Questo Mosè che depone la
presunzione di essere capace di una vita nuova, diventa lentamente consapevole di
questo lungo itinerario interiore. E' nei suoi tanti momenti di quarantena
che l’Esodo riporta, che Mosè scopre che ogni vero cambiamento
esige un cammino interiore profondo, lungo, sofferto.
Questa pagina
biblica mi sembra così vicina alle nostre vite di oggi e potremmo
dire che questa quarantena può essere il segno della nostra
Quaresima per cambiare lo stile di vita con cui la società del
mercato e dell’immagine ha infettato l'esistenza di ciascuno e
ciascuna di noi e ha spesso sovvertito la scala dei valori e delle
priorità.
Sempre usando quuesta immagine biblica, potremmo dire ci vuole una quarantena spirituale profonda per ciascuno e ciascuna di noi.
Io sento di
dovermi sedere vicino a Mosè presso il pozzo dell'acqua viva di cui
ci parlano le Scritture.

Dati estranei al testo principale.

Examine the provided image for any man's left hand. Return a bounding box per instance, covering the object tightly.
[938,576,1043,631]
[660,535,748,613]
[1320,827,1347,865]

Sento che nella vita c'è bisogno di questa
quarantena.
Però, fermi al pozzo, non sarebbe un grande bene se noi
eventualmente sopravvissuti al coronavirus tornassimo semplicemente
al tutto come prima, al ritmo di prima, alle cose di prima. Mosè a quel
pozzo, in quella esperienza difficile e radicale, cominciò a percepire
il senso, il bisogno, la forza per vivere diversamente.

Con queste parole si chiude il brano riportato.